I'd say there are three levels of performance suitable for such mini-machines:

\- The equivalent of the last 486 or the first pentiums: can play mp3, browse
the web (without the bells and whistles), display a pdf, run simple office
applications, have ethernet and usb, may not have wireless. This is what a
real $100 laptop should be like, and what readers could become (keyboard?)

\- Can show movies, run a contemporary OS and application suite (including
last versions of Open/Microsoft Office) - pretty much everything an office
computers does, without the games and other needy apps. This is already
covered, as there are many cheap laptops just like this.

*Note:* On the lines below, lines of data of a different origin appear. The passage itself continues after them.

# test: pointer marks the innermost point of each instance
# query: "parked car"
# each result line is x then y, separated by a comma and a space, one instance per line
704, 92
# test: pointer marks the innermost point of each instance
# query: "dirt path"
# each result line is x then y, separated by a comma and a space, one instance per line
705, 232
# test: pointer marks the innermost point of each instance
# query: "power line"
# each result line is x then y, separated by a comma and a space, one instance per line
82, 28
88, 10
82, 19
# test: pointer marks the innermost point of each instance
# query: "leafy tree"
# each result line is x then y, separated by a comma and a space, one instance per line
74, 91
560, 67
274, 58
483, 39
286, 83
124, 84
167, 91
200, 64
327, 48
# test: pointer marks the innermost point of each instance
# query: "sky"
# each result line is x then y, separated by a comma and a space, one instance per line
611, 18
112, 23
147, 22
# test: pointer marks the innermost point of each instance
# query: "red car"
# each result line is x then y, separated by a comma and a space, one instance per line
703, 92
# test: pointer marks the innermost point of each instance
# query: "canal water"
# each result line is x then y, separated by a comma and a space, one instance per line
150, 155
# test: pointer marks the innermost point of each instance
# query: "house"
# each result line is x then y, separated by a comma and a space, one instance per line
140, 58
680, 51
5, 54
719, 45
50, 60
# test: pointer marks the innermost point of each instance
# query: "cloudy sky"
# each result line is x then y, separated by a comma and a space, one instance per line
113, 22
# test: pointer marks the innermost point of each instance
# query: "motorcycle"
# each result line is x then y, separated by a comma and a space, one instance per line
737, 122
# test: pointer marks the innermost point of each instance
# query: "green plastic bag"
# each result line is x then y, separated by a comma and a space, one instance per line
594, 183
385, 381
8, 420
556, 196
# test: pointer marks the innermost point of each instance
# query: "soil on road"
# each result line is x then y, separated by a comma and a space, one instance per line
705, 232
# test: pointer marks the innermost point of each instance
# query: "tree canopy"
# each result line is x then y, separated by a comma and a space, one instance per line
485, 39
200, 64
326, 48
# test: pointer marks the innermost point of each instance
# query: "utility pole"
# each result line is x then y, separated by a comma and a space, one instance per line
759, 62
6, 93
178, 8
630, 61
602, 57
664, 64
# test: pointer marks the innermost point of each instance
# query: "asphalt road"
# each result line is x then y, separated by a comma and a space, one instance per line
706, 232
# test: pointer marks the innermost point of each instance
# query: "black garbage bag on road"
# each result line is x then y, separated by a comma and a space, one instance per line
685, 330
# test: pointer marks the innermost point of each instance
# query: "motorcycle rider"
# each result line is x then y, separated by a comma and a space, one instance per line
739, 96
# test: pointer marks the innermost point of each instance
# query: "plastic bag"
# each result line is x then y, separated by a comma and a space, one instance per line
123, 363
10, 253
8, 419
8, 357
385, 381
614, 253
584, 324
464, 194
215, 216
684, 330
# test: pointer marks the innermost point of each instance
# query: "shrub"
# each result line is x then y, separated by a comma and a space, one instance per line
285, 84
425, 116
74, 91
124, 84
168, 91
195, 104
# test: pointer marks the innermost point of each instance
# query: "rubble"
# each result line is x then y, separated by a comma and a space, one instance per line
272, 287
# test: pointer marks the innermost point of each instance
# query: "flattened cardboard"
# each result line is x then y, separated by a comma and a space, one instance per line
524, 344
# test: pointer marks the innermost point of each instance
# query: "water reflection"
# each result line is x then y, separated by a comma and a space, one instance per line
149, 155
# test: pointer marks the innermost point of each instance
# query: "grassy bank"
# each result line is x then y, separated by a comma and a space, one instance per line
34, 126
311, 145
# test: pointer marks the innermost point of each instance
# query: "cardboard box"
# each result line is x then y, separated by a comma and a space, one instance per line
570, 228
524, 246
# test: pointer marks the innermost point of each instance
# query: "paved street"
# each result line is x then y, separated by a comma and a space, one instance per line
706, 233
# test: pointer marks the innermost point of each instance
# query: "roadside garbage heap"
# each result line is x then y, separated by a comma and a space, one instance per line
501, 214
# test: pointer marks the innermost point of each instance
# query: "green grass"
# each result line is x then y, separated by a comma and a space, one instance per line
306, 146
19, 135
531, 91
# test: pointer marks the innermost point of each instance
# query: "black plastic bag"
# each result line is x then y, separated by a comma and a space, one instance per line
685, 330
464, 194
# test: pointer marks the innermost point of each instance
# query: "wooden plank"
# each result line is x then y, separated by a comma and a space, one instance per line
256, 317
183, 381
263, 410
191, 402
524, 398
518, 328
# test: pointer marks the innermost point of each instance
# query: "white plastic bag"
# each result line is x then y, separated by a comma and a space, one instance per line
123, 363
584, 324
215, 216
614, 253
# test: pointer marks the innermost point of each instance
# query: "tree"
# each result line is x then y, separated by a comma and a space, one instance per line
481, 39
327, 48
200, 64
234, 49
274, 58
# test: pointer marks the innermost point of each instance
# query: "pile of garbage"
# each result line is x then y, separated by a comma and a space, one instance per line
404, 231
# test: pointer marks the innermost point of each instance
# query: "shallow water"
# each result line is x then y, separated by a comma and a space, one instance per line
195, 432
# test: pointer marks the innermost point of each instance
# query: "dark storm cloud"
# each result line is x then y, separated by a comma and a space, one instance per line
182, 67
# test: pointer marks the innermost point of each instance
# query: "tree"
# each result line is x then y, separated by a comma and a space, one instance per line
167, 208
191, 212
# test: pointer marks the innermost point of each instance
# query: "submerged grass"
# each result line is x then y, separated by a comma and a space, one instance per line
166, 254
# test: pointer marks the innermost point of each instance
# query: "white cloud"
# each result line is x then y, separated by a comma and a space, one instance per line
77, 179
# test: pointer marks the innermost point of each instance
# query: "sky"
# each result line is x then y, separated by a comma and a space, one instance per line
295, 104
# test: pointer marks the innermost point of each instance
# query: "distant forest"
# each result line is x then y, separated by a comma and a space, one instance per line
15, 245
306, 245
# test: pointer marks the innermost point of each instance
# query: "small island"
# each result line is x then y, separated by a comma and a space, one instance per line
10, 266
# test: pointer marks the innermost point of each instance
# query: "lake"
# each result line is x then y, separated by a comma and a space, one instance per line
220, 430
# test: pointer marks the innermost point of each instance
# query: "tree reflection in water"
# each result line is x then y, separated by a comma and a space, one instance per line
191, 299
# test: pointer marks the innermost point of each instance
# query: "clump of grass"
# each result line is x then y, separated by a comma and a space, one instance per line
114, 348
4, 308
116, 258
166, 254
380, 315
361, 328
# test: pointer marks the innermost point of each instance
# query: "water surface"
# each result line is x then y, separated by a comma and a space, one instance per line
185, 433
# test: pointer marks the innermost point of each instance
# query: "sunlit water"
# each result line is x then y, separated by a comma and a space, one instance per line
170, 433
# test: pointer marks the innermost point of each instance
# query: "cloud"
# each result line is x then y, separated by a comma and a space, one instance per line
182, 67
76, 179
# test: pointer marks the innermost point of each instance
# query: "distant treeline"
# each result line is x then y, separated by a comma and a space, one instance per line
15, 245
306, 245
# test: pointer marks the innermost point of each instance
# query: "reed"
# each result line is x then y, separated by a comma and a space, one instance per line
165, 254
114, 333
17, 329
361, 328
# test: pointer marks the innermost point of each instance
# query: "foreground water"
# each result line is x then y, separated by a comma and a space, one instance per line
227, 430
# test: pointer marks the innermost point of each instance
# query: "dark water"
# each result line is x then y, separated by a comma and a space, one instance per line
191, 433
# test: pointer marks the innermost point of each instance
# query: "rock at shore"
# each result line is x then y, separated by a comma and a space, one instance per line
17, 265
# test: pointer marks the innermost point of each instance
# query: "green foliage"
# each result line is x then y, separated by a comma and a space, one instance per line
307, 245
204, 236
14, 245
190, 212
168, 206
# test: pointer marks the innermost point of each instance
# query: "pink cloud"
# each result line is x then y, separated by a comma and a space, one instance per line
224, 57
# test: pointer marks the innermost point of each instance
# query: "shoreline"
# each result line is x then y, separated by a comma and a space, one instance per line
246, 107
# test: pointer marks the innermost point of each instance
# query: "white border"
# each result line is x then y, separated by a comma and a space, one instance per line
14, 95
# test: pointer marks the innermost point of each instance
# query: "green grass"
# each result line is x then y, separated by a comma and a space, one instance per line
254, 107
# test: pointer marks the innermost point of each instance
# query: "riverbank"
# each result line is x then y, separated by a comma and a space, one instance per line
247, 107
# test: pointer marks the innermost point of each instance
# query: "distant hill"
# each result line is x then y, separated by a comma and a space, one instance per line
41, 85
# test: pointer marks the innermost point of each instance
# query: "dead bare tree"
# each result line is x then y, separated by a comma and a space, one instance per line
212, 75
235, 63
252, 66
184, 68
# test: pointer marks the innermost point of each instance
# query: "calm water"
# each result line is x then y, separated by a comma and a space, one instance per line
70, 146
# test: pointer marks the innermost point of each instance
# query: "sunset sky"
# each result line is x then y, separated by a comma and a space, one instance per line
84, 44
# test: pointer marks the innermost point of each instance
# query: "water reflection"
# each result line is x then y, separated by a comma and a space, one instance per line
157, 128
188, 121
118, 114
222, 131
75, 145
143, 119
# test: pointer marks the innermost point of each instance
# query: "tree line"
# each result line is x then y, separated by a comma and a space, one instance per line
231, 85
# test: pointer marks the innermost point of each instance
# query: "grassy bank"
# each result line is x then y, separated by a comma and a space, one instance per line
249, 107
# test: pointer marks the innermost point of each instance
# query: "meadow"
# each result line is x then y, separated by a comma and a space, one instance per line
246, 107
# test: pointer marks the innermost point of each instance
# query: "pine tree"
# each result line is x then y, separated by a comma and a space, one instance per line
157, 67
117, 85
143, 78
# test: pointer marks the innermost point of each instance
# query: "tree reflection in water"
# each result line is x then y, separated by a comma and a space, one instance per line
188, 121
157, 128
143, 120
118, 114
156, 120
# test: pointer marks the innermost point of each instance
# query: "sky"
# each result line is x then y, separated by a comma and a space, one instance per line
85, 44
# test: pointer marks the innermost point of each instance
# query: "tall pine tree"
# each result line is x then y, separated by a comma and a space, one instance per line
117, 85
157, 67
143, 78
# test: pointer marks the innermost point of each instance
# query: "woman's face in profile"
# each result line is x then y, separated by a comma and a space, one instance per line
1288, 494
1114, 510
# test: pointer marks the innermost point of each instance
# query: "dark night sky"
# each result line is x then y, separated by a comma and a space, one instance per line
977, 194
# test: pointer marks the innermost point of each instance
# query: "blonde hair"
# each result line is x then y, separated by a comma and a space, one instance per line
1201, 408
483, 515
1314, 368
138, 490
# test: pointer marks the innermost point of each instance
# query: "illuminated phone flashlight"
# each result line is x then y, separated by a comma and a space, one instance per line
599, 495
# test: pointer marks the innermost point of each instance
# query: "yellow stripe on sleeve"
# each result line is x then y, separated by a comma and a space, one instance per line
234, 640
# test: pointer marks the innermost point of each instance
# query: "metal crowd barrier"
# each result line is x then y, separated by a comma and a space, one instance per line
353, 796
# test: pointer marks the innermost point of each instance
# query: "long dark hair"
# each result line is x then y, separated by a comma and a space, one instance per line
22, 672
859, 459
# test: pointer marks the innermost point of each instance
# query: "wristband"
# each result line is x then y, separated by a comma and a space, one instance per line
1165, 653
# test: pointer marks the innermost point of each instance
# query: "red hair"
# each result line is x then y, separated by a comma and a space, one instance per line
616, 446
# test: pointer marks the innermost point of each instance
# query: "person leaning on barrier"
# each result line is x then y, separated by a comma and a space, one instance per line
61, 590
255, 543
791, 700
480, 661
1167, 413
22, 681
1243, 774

\- Sub $100 laptops. This is a very interesting field, because anything can be
done. Text-only and monochrome displays, dedicated applications, the field is
huge and the prices can be as low as any hand-held chinese game ($10 is not at
all absurd). There are two big issues here: compatibility and net
connectivity. I don't know what an USB or Ethernet chip goes for, but it it's
$2 it's too much.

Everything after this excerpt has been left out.